DEV Community

Ingero Team
Ingero Team

Posted on • Originally published at ingero.io

MCP Shows What the Agent Did. eBPF Shows Why the GPU Stalled.

#ai #machinelearning #monitoring #gpu

Two-layer diagram: MCP layer at the top showing tool calls (get_metric, search_logs, list_alerts, run_sql) and the eBPF layer at the bottom showing kernel events (libcudart, libcuda, sched_switch, block:rq_issue) - with a labelled gap between the two

MCP exposes the agent’s tool calls. eBPF exposes the kernel events that explain why those tool calls returned what they returned.

TL;DR

The Model Context Protocol (MCP) is converging on an industry standard. In the past 10 days, eight observability and security platforms have shipped MCP servers (Grafana, SAS Viya, AWS Bedrock AgentCore, Optro, Command Zero, BlueCat, DBmaestro, the open-source CVE MCP). All of them expose roughly the same shape: governed tool calls that an agent can invoke against the platform’s data plane. That answers the question “what did the agent do?” It does not answer the question “why was the underlying system slow when the agent did it?” That second question lives in the kernel, on every machine, and only kernel-level instrumentation can answer it. We walk through a concrete trace where MCP and eBPF together close the loop.

What MCP gives the agent

Anthropic’s MCP is a small JSON-RPC protocol with a fixed shape: a server exposes a set of tools (named functions with typed arguments and return values), the agent calls them, and the agent receives structured responses. The protocol is deliberately minimal. The interesting part is what the tools do.

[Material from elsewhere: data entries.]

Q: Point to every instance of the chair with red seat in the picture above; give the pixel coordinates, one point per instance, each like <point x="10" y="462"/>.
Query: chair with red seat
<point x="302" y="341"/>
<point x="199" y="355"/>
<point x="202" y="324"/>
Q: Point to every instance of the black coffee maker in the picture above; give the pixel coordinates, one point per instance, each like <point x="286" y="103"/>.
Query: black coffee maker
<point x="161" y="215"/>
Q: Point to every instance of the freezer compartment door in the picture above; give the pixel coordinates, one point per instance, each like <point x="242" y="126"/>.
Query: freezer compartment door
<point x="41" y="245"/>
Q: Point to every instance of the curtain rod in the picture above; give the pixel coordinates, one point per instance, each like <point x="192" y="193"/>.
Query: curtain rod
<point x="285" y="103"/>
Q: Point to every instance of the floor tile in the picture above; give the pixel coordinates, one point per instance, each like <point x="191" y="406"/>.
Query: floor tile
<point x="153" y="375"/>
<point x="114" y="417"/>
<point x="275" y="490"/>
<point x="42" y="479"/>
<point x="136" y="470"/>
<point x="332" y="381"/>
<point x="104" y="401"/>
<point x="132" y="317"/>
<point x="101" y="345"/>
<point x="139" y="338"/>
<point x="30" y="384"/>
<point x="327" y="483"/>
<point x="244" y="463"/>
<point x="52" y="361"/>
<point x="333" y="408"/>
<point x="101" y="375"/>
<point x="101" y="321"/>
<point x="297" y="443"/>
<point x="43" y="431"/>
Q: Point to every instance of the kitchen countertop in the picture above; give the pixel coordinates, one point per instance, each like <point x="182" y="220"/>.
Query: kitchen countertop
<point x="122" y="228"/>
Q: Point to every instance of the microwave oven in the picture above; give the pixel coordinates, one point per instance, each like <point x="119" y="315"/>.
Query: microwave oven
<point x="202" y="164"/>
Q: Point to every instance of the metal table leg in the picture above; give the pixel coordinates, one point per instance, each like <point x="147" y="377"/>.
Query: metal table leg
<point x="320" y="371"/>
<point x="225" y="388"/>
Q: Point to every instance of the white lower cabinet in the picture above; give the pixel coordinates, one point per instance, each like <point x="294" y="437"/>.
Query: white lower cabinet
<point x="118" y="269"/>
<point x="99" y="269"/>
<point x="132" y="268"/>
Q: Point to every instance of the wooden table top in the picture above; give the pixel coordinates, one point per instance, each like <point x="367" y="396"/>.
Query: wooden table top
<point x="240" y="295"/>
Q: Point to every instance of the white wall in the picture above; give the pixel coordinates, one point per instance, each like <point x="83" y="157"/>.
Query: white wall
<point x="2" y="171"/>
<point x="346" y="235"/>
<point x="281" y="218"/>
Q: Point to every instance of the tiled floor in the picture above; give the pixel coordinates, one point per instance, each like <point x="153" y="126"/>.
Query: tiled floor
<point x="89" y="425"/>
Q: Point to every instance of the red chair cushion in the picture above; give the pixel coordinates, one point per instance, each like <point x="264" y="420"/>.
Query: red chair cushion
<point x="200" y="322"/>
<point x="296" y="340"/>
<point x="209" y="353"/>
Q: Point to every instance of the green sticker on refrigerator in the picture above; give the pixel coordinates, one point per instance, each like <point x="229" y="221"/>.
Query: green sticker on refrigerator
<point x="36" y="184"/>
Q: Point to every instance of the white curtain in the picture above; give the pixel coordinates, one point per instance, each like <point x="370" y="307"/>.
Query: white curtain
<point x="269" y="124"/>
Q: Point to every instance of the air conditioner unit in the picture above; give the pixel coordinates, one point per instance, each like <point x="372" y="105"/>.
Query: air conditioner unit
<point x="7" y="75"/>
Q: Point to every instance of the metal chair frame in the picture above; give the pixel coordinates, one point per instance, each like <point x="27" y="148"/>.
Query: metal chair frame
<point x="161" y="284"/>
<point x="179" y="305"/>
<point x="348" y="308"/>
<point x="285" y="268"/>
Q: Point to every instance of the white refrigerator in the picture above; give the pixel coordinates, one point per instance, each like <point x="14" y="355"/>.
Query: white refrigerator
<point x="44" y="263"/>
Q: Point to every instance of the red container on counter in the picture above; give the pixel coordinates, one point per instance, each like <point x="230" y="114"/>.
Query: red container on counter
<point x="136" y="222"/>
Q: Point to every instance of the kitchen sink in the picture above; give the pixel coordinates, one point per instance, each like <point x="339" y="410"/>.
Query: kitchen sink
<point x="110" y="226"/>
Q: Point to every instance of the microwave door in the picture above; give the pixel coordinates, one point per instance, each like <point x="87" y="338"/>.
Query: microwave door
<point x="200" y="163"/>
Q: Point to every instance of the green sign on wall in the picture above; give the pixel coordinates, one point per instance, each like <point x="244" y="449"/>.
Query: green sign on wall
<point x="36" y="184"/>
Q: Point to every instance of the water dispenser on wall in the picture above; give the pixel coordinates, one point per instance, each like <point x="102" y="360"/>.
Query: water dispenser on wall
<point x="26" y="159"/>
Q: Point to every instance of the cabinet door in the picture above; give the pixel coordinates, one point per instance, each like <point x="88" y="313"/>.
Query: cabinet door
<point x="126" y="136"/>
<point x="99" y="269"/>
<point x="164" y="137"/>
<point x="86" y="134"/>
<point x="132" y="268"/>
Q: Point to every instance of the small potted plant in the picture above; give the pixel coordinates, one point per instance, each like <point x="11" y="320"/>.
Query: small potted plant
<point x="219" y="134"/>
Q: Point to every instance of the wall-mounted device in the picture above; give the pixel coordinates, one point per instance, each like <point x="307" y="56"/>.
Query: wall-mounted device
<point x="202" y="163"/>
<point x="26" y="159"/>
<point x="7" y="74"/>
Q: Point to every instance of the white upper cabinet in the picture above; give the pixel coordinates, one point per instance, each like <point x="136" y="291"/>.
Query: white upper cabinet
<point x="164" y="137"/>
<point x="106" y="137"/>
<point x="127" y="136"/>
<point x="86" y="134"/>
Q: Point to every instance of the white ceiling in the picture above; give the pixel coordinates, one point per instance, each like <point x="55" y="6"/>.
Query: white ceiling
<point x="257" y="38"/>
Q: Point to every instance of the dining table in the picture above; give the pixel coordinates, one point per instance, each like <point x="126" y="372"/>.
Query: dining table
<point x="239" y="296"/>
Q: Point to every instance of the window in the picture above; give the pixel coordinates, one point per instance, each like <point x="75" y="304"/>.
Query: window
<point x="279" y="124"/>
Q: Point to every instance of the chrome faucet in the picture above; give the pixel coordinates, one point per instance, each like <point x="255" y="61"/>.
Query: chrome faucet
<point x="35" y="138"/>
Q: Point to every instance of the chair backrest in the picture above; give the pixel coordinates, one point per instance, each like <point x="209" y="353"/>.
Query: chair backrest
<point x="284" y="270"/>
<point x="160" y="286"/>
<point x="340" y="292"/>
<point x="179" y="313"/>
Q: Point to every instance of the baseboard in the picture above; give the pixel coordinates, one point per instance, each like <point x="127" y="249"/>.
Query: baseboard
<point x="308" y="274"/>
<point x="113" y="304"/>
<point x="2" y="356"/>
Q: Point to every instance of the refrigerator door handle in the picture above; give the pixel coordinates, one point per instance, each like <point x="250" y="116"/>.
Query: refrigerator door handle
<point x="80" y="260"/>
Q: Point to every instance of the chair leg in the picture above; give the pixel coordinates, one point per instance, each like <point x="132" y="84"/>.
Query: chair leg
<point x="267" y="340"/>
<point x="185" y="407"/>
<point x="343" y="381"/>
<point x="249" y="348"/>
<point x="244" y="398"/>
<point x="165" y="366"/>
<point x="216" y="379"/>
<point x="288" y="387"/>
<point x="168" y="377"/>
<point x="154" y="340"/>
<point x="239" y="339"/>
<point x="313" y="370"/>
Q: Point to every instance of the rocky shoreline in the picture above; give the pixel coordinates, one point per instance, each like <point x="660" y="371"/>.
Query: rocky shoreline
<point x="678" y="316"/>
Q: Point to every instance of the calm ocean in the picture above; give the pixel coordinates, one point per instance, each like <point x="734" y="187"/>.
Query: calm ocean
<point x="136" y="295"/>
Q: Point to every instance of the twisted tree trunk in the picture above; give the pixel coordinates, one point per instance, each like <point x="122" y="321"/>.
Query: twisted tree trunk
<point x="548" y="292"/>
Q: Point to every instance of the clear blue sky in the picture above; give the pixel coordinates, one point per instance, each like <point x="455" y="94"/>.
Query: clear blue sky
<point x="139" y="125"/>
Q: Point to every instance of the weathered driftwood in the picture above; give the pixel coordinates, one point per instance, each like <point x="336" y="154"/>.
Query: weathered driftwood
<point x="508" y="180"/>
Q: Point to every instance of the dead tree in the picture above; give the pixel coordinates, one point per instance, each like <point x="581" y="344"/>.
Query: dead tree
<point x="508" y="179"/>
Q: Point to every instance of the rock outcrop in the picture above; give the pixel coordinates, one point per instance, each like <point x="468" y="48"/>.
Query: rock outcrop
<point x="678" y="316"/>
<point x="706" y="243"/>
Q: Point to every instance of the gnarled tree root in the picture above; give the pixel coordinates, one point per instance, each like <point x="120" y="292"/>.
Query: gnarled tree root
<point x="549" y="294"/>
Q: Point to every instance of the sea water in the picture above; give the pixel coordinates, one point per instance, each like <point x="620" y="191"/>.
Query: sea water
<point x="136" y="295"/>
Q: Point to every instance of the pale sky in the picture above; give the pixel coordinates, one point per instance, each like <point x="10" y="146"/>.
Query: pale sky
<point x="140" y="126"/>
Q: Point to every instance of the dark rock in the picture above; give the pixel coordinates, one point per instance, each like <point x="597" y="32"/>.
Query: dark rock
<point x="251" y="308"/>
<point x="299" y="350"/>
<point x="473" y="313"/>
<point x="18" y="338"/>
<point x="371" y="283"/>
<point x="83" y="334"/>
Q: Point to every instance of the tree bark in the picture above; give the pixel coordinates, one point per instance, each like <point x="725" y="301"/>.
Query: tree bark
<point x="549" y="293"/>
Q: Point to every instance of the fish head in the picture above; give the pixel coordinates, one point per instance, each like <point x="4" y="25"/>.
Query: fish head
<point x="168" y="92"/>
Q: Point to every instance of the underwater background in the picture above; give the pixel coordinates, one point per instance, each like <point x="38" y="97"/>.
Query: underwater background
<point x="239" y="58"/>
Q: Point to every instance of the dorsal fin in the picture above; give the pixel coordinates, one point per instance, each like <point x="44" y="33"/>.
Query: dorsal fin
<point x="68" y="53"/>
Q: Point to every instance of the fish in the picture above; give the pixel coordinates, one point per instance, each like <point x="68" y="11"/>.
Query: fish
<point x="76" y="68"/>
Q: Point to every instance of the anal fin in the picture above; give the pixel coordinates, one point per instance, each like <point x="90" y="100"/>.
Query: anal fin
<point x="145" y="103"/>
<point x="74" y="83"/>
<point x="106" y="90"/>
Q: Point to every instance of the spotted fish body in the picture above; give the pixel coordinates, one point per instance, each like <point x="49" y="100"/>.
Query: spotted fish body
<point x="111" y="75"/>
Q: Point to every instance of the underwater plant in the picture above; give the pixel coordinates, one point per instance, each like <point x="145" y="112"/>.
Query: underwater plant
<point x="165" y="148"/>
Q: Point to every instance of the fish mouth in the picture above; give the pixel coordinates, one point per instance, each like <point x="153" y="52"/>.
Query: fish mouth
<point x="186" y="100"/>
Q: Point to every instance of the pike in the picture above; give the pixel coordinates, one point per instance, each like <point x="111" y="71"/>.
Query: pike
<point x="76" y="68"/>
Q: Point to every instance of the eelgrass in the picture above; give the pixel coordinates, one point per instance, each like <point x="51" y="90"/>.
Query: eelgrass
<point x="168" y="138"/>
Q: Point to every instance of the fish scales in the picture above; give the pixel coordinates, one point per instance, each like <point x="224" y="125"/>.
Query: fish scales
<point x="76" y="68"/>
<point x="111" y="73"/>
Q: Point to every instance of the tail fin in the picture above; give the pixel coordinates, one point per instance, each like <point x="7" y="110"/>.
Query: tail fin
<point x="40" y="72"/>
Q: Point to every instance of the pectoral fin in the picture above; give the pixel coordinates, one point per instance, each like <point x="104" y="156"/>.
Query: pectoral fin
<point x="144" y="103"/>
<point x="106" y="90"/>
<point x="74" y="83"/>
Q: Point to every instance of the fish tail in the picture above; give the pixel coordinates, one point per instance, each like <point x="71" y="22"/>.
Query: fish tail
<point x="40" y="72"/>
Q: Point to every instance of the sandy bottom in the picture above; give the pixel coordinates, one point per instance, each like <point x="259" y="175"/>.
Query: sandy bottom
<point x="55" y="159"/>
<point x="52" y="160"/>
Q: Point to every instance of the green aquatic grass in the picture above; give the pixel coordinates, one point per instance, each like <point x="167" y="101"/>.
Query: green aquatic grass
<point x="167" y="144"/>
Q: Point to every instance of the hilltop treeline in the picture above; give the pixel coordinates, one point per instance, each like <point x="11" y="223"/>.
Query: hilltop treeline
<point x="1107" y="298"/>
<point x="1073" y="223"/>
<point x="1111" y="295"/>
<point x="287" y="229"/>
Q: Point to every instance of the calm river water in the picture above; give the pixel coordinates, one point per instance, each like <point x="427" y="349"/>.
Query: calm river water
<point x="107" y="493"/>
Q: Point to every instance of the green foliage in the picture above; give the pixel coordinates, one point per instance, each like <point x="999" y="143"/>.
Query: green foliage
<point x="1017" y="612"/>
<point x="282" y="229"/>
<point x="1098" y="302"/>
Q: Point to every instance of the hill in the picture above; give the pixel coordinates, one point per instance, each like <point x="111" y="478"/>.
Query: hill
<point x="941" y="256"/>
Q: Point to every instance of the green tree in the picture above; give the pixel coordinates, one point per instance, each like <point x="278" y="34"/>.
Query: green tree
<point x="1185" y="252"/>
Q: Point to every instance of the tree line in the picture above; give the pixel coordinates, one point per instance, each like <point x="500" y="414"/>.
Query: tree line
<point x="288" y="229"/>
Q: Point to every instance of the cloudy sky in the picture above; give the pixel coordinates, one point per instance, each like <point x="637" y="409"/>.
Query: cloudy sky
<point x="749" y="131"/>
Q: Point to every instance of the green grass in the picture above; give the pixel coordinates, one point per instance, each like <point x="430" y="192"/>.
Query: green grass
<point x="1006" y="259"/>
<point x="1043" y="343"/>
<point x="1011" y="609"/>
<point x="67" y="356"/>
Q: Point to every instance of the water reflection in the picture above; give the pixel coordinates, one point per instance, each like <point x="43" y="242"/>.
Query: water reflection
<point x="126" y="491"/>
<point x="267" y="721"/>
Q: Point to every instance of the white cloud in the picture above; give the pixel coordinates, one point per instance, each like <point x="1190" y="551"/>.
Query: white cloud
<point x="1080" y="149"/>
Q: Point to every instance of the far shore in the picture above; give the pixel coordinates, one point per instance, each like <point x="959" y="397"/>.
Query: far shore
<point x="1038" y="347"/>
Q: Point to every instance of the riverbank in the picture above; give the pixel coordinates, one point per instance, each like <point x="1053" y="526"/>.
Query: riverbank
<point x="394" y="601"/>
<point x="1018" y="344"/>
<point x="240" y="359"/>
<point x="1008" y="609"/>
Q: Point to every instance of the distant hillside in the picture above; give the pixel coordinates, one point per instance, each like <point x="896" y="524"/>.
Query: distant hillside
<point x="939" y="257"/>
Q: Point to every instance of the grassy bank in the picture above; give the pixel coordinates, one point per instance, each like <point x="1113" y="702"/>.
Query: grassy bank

Looking at the MCP servers shipped in the past ten days:

  • Grafana Cloud Remote MCP lets the agent query metrics, logs, and traces across a Grafana stack, plus the new o11y-bench evaluation benchmark.
  • AWS Bedrock AgentCore custom MCP proxies give the agent access to enterprise data sources, gated by IAM.
  • DBmaestro MCP exposes release automation, source control, CI/CD orchestration, and compliance workflows as MCP tools, all running inside the existing permission model.
  • Command Zero MCP opens an autonomous-SOC platform: investigation management, remediation execution, schema introspection.
  • BlueCat MCP Servers connect network DDI / DNS / IPAM data to AI agents.
  • Optro MCP exposes governed GRC data access.
  • CVE MCP Server wraps 27 tools across 21 vulnerability-triage APIs.
  • Ingero MCP exposes seven read-only tools against an eBPF trace database (get_check, get_trace_stats, get_causal_chains, get_stacks, run_demo, get_test_report, run_sql).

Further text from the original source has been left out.